パトリック・モディアノ著「暗いブティック通り」を読んで

2014年ノーベル文学賞受賞作家の代表作の一つです。ゴングール賞受賞作
でもあります。

最初は単なる記憶喪失の男の自分探しの話と思いましたが、主人公が微かな
手掛かりの断片から試行錯誤を続けながら、ミステリアスな霧に包まれた
自分の過去に分け入って行く展開が、次第に濃密な愛の物語、第二次世界大戦
中のナチス占領下、抑圧されたフランス社会の状況を眼前に浮かび上がらせる、
忌まわしい物語へと移行して行くに連れて、主人公個人の行状を離れて、
普遍的な戦争の時代の市井の人間を描く物語へと昇華して行く。
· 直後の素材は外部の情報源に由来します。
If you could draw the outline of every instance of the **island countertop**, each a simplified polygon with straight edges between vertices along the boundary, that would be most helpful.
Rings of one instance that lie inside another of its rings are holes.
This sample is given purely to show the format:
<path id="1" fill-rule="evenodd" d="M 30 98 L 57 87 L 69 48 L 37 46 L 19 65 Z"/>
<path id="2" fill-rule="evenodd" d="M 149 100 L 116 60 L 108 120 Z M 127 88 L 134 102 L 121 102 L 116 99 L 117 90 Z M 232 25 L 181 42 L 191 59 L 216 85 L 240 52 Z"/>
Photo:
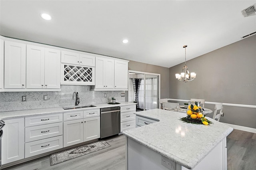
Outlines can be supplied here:
<path id="1" fill-rule="evenodd" d="M 187 123 L 184 113 L 156 109 L 134 113 L 158 121 L 122 133 L 188 169 L 193 169 L 233 130 L 211 118 L 208 125 Z"/>

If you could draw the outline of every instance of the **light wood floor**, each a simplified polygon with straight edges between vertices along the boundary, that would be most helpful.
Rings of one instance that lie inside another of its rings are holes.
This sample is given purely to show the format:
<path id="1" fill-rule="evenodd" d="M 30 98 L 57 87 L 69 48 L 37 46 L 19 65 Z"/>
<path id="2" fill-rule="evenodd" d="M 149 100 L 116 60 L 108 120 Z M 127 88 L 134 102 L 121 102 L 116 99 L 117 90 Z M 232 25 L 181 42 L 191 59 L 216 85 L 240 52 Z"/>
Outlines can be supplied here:
<path id="1" fill-rule="evenodd" d="M 106 140 L 111 146 L 50 166 L 45 156 L 3 170 L 125 169 L 125 137 L 124 135 Z M 228 170 L 256 170 L 256 134 L 234 129 L 227 138 Z"/>

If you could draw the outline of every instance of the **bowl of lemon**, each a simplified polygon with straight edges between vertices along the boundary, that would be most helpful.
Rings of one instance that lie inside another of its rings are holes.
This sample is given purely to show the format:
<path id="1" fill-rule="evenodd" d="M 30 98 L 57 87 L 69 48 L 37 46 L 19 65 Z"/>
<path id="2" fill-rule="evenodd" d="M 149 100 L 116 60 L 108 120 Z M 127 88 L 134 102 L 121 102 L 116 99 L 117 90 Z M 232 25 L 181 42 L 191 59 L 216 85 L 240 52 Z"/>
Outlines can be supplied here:
<path id="1" fill-rule="evenodd" d="M 189 101 L 186 113 L 187 119 L 193 121 L 201 121 L 204 111 L 200 102 Z"/>

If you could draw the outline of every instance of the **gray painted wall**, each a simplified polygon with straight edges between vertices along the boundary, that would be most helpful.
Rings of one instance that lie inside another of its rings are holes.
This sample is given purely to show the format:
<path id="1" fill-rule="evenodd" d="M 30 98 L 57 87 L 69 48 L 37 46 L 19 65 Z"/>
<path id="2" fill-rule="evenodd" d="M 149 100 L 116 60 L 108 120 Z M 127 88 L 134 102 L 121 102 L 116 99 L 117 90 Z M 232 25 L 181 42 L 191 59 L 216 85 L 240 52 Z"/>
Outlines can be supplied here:
<path id="1" fill-rule="evenodd" d="M 161 98 L 169 97 L 168 68 L 130 61 L 128 63 L 128 69 L 160 74 L 161 75 Z"/>
<path id="2" fill-rule="evenodd" d="M 170 68 L 170 98 L 256 105 L 256 36 L 188 61 L 196 79 L 186 83 L 175 76 L 184 64 Z M 205 107 L 214 110 L 213 105 Z M 256 109 L 224 106 L 223 111 L 220 121 L 256 128 Z"/>
<path id="3" fill-rule="evenodd" d="M 75 92 L 78 92 L 79 105 L 112 102 L 113 97 L 116 102 L 125 101 L 121 97 L 124 91 L 94 91 L 92 86 L 61 85 L 61 91 L 1 92 L 0 111 L 14 111 L 54 107 L 74 106 Z M 107 97 L 104 97 L 106 93 Z M 48 95 L 48 100 L 44 100 L 44 95 Z M 27 101 L 21 101 L 22 96 L 27 96 Z"/>

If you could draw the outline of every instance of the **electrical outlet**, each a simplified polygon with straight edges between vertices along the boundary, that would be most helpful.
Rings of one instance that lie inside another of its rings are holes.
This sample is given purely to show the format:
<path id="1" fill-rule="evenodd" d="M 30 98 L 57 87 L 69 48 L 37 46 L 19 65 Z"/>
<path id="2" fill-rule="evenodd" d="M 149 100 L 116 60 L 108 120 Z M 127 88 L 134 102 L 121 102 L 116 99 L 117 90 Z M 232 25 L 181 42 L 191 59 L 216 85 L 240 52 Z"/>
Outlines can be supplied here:
<path id="1" fill-rule="evenodd" d="M 22 101 L 27 101 L 27 96 L 22 96 Z"/>
<path id="2" fill-rule="evenodd" d="M 172 160 L 167 159 L 166 158 L 162 156 L 161 164 L 171 170 L 176 169 L 176 163 Z"/>

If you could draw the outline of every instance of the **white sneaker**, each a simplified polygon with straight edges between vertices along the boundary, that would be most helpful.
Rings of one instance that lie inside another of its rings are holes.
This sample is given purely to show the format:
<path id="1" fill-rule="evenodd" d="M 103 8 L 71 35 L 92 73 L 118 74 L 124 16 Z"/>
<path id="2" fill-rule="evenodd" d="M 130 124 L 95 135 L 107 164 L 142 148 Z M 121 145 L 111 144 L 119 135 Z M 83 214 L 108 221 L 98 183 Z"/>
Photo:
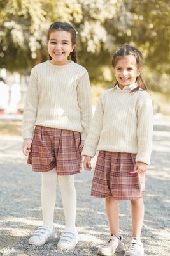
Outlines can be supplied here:
<path id="1" fill-rule="evenodd" d="M 124 256 L 143 256 L 144 249 L 143 243 L 136 237 L 132 237 Z"/>
<path id="2" fill-rule="evenodd" d="M 122 243 L 123 237 L 120 236 L 120 239 L 116 236 L 110 236 L 105 244 L 98 249 L 97 254 L 104 256 L 113 256 L 115 252 L 122 252 L 124 250 Z"/>
<path id="3" fill-rule="evenodd" d="M 70 228 L 65 228 L 57 244 L 60 249 L 74 249 L 78 242 L 78 232 Z"/>
<path id="4" fill-rule="evenodd" d="M 29 244 L 44 245 L 55 238 L 55 228 L 49 225 L 39 227 L 29 239 Z"/>

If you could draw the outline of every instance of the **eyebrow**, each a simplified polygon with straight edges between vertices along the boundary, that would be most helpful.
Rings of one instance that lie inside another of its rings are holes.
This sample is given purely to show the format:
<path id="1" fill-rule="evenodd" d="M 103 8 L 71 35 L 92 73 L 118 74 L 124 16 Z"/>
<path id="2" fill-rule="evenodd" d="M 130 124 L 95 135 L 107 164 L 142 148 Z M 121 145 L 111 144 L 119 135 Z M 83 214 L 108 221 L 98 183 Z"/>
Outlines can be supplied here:
<path id="1" fill-rule="evenodd" d="M 50 41 L 57 41 L 57 40 L 56 40 L 56 39 L 53 39 L 53 38 L 50 38 Z M 68 43 L 70 42 L 70 41 L 67 40 L 62 40 L 62 42 L 68 42 Z"/>

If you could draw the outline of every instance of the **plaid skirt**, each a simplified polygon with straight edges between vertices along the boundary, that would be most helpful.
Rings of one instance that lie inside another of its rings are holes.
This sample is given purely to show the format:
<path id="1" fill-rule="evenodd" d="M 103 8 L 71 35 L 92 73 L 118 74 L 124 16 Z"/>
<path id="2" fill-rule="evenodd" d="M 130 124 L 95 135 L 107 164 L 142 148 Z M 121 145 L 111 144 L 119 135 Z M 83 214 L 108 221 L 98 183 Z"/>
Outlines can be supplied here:
<path id="1" fill-rule="evenodd" d="M 100 151 L 97 159 L 91 195 L 113 196 L 117 200 L 139 199 L 145 195 L 145 173 L 133 170 L 136 154 Z"/>
<path id="2" fill-rule="evenodd" d="M 27 163 L 35 172 L 47 172 L 56 166 L 59 175 L 79 173 L 82 156 L 78 132 L 36 126 Z"/>

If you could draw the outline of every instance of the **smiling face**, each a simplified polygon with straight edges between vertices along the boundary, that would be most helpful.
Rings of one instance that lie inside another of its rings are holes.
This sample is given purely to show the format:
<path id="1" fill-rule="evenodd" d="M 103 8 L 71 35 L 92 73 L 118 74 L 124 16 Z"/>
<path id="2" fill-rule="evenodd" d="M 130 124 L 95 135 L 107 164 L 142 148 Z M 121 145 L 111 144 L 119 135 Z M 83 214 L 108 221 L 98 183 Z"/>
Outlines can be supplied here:
<path id="1" fill-rule="evenodd" d="M 48 42 L 48 51 L 54 65 L 63 65 L 68 63 L 68 56 L 75 45 L 71 43 L 69 32 L 56 30 L 51 32 Z"/>
<path id="2" fill-rule="evenodd" d="M 138 67 L 134 56 L 127 55 L 118 58 L 115 67 L 115 74 L 120 89 L 135 83 L 141 71 L 141 67 Z"/>

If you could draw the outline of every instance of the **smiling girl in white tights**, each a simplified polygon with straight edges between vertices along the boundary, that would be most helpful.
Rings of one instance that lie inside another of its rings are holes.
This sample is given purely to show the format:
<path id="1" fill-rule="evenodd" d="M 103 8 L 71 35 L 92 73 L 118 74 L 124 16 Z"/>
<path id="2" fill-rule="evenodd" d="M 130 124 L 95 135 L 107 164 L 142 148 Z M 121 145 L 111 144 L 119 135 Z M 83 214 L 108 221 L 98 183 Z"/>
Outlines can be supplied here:
<path id="1" fill-rule="evenodd" d="M 98 254 L 111 256 L 124 250 L 118 200 L 130 200 L 132 237 L 125 256 L 143 256 L 143 196 L 152 150 L 152 103 L 141 75 L 142 54 L 136 47 L 119 49 L 112 65 L 117 83 L 100 97 L 82 152 L 84 168 L 91 170 L 91 157 L 99 151 L 91 195 L 106 198 L 110 236 Z"/>
<path id="2" fill-rule="evenodd" d="M 30 244 L 43 245 L 55 237 L 57 180 L 66 221 L 57 246 L 73 249 L 78 241 L 74 175 L 80 172 L 92 106 L 88 73 L 76 63 L 76 33 L 67 23 L 52 24 L 47 36 L 50 60 L 34 67 L 30 76 L 23 115 L 23 152 L 32 170 L 41 173 L 43 212 L 43 226 L 30 237 Z"/>

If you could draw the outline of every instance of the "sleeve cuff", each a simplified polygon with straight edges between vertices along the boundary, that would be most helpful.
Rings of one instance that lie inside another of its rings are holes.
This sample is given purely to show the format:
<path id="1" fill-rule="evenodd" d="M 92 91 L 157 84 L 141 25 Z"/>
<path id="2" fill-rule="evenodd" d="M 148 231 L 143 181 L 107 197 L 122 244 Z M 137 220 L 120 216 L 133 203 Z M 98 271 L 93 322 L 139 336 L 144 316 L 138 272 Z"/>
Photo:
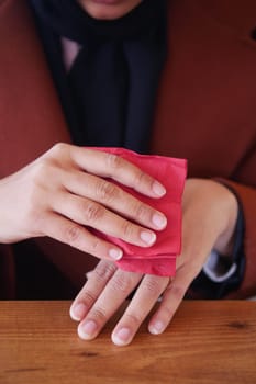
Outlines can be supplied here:
<path id="1" fill-rule="evenodd" d="M 223 283 L 236 272 L 237 264 L 236 262 L 227 261 L 215 250 L 212 250 L 202 270 L 211 281 Z"/>

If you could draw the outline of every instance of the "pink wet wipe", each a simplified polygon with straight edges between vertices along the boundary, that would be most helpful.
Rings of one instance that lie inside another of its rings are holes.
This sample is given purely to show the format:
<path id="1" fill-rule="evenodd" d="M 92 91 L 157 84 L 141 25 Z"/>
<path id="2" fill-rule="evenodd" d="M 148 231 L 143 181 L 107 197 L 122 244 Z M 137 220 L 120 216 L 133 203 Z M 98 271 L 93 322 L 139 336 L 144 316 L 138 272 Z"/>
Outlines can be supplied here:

その鮮やかな
手並みにすっかり魅了されました。

まず愛の物語という点から触れると、主人公がその存在を追い求める彼の恋人、
あるいは妻ドニーズは、彼の記憶が戻って来る物語の最終盤に至るまで、その
佇まい、容姿が明らかになりません。しかしそのような中にも、主人公と彼女の
愛情のかたちは濃密な気体となって間違いなく偏在し、実は主人公は物語の
冒頭より、記憶はなくともこの追憶の痕跡に突き動かされていたように感じます。

その思慕の感情描写に、私はパトリス・ルコント監督の映画「髪結いの亭主」の
主人公の憧憬と通じるものを感じました。そういえばルコントは、モディアノ
原作の「イヴォンヌの香り」という映画も撮っています。現代フランス文芸に
特徴的な、一つの愛の表現とも感じられます。

主人公とドニーズを破滅に導いた事件は、作中には一言も触れられませんが、
ナチスのフランス進攻によってもたらされたものでした。しかし事件の顛末も含め、
全ては霧の中。ドニーズの以降の消息も判明せず、主人公の本名でさえ明らかに
なりません。さらには、あの狂気の時代の行く末も、明確には記されていません。

だがカオスのような記憶の断片がうねり、渦巻きながら、やがておぼろげな
かたちとなって立ち現われて来るものがあります。それは公式の記録では語られる
ことのない、個々の人間の生活の記憶が織りなす、集合体としての時代の気分
であり、そのようなかたちで掬い上げられたものこそが、その時代の社会の真実を
的確に指し示しているに違いない。モディアノはこのようなゆるぎない信念を持って、
本書を上梓したと、感じました。